PeriPathetic wished I had seen this thread before. We also had a disasterous experience with both PYP and MYP. I would also have been very wary of a school who was considering putting your DD up two years especially when you said she struggled in areas in her right age group in the British Section. Both of my DCs left hardly being able to write and with limited maths especially mental maths skills at all. It actually made them very dependent and demotivated learners. I moved both back to the British stream at the earliest opportunity and now they seem back on track but not without many tears shed on all parts. I understand this may not be the case for everyone but it was definately the worst move we ever made. Some people call the MYP the Muddle Years Programme enough said.

ForPetesSakeNotAgain Tue 03-Dec-13 13:24:59

Even though this is a zombie thread I am still going to comment.

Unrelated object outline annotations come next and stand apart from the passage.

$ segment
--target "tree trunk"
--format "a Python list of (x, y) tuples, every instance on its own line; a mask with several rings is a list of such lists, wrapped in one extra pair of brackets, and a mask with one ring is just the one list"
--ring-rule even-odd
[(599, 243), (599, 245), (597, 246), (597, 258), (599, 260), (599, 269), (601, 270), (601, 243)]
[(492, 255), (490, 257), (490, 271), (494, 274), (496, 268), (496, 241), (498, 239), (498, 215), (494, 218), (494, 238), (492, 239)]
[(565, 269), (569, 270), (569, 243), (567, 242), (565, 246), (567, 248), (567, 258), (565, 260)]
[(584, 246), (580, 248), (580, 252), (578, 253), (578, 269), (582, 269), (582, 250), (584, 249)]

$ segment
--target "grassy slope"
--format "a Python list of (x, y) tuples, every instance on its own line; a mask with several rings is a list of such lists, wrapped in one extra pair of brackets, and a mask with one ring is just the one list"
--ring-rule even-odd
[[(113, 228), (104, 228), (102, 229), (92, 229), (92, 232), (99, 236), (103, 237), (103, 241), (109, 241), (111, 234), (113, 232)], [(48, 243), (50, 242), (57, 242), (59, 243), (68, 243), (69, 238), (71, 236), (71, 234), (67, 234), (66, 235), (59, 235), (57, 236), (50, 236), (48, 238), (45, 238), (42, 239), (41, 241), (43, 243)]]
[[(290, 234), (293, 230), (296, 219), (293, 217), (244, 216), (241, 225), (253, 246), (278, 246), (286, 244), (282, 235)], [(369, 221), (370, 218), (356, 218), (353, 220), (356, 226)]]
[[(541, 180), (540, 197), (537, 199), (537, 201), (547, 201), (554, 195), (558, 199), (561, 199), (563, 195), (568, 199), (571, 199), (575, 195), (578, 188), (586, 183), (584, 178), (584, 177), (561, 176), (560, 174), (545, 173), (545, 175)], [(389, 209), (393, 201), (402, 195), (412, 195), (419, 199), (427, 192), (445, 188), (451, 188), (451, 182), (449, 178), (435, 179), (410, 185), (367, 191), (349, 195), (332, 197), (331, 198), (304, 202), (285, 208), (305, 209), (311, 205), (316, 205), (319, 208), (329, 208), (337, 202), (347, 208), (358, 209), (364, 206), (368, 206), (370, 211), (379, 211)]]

DS1 and DS2 are in the PYP and it has not been a success. DS1 is now in PYP8 (Yr 6) having started in PYP1 and DS2 is in PYP4 (Yr 2) having started in PYP2 (Reception).

DS1's core skills (writing and maths) are very poor. We blamed that on a mix of dyslexia and poor teaching - and anyway we didn't really have any other option here that we felt comfortable with.

However DS2 has no learning problems and has had good teachers but his class (and he) are falling rapidly behnd other schools locally and in the UK. I am appalled and fear he is going to be in the same position as his big brother in a few years time. The school boasts about how much they learn in the units of inquiry - DS1 is fairly knowledgeable and is also a self-confident presenter but I suspect a lot of that knowledge (particularly in the ealrly years (up to age 7/8) where the units seem very shallow) could have been picked up in a chidlren's encyclopaedia. Being able to present confidently is great of course but I think in the long-term it would help him more to have got a decent grounding in numbers and writing.

If I had my time again and had a decent choice of schools, I would steer well clear of the PYP in the youngest ages when they need to be picking up these key core skills and then maybe move them to the PYP/MYP later (or maybe steer clear of it altogether!)

guardian123 Tue 25-Aug-15 22:08:30

i am also in the process of searching for secondary school for son. we are glad that we helped our children regularly after school hour (state primary school), both of them are now equipped with core skills at least 1 year ahead of their peer.

the problem is that there is a very limited no of schools in uk that teach MYP, and neither me nor my wife like comprehensive schools, GCSE is too exam driven, don't you think?